SailPoint Folds Entro Into Identity Security for AI Agents

As AI agents become embedded in enterprise systems, the security boundaries of identity governance are shifting. SailPoint’s integration of Entro’s machine identity capabilities into its core platform reflects a critical realization: identity security now means securing what entities do—not just who they are.

The AI Agent Identity Crisis

Traditional identity platforms assume that access control happens at the provisioning stage: an administrator grants a user or service account specific permissions, and those permissions remain static until an administrator changes them. This model breaks with AI agents.

An AI agent receiving a customer service query might determine that it needs database read access. A few minutes later, the same agent processing a different query might determine it needs access to financial records or internal communications. The agent’s resource requirements emerge at runtime based on the model’s inference, not at configuration time.

This creates a fundamental NHI governance challenge: how do you set policy for access that hasn’t been determined yet?

Runtime Control vs. Static Provisioning

Entro’s expertise lies in runtime secrets management and just-in-time credential provisioning. By integrating these capabilities into SailPoint’s governance platform, the company is building what could be called a “runtime identity control plane” for agents.

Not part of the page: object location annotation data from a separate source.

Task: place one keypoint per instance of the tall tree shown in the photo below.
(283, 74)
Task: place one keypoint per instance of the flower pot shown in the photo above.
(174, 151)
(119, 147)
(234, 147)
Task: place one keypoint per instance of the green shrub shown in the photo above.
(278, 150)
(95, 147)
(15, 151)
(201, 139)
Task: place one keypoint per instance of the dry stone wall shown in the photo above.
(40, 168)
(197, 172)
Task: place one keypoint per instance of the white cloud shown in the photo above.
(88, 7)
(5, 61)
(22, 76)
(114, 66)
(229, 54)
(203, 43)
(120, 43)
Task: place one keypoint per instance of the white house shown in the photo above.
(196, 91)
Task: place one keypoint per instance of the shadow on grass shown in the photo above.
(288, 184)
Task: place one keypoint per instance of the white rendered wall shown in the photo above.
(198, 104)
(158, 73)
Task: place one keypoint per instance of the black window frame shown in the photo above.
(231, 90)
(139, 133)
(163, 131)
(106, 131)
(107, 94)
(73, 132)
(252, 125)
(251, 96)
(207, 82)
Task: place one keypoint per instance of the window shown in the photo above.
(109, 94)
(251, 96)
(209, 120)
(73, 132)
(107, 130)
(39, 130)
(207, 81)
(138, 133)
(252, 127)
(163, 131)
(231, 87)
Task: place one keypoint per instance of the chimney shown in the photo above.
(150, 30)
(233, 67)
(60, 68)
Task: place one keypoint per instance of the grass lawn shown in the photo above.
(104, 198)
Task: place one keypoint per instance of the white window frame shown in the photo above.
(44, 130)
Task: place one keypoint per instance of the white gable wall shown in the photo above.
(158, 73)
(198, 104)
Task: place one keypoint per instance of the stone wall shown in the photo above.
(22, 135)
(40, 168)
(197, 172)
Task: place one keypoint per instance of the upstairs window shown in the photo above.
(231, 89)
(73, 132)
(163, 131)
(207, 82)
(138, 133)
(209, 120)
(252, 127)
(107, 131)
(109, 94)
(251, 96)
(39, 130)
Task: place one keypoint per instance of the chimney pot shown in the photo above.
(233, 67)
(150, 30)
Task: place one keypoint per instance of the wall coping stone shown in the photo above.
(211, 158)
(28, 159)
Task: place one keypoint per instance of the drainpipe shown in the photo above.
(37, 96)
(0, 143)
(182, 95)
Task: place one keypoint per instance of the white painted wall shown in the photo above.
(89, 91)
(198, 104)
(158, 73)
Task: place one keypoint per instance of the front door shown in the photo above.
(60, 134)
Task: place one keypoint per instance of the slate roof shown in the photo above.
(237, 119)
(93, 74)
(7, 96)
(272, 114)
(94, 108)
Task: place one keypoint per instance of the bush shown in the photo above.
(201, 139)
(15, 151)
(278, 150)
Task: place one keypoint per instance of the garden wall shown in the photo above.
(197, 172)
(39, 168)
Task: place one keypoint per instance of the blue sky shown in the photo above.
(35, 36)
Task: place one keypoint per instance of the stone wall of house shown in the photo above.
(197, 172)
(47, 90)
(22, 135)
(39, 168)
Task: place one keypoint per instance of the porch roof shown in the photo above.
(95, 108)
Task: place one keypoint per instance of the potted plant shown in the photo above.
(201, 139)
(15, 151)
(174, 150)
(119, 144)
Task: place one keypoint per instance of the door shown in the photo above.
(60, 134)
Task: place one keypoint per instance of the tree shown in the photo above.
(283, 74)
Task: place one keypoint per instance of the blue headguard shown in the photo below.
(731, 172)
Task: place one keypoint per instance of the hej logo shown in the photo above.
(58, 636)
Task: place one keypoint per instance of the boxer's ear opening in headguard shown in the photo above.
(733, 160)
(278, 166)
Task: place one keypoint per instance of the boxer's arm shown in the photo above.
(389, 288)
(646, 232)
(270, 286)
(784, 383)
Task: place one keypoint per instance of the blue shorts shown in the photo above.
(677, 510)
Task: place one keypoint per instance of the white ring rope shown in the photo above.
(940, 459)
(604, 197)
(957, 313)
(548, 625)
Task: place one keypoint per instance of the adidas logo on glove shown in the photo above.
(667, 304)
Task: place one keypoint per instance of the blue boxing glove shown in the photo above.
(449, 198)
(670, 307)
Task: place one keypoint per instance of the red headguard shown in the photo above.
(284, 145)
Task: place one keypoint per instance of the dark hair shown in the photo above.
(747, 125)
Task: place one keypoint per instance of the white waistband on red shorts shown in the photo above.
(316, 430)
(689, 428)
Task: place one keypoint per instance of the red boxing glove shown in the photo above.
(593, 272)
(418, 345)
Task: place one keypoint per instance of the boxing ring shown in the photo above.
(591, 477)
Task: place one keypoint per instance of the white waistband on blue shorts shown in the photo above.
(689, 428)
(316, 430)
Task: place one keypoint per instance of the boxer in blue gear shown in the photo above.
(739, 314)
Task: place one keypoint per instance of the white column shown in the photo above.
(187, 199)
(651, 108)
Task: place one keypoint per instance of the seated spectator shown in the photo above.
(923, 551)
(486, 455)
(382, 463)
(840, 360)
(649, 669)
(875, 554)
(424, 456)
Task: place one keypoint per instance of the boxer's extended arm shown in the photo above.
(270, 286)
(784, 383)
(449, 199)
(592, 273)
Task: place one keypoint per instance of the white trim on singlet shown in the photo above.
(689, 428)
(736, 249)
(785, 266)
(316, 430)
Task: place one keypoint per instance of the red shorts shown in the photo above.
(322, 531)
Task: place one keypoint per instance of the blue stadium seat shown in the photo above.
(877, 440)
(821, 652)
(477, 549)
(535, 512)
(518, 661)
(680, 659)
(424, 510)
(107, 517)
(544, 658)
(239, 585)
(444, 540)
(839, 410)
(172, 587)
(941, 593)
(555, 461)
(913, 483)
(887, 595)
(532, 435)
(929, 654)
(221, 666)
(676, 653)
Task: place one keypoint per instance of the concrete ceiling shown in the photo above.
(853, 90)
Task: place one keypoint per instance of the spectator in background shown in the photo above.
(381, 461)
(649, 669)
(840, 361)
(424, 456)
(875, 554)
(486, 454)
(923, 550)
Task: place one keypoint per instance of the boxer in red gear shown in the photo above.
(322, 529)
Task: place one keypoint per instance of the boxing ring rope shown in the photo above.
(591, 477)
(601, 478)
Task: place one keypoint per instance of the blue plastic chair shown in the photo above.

Instead of pre-provisioning agent credentials for all possible actions, governance policies can now define boundaries and scope at execution time. An AI agent requests access to a resource, the platform evaluates the request against policy (Does this agent role have permission? Is this within the rate limit? Is this resource sensitive?), and either grants scoped temporary credentials or denies the request.

Secrets Governance as a Core Identity Function

NHI security has historically treated secrets management and identity governance as separate domains. SailPoint’s acquisition collapses this distinction. Secrets are now part of the same audit trail, policy engine, and risk framework as identity permissions.

This matters because secrets exposure is one of the leading causes of identity compromise. By bringing secrets rotation, storage, and access controls into the same governance layer as identity, enterprises can enforce consistent policies: automatic rotation cycles, exposure detection, revocation workflows, and compliance reporting all operate through a single lens.

Enterprise Readiness for Autonomous Systems

The integration signals that enterprise identity governance is being rearchitected for autonomous systems. The result is a platform where human identity, service account identity, and agentic identity all operate under the same governance framework—with policies that account for the distinct behaviors and risks of each identity class.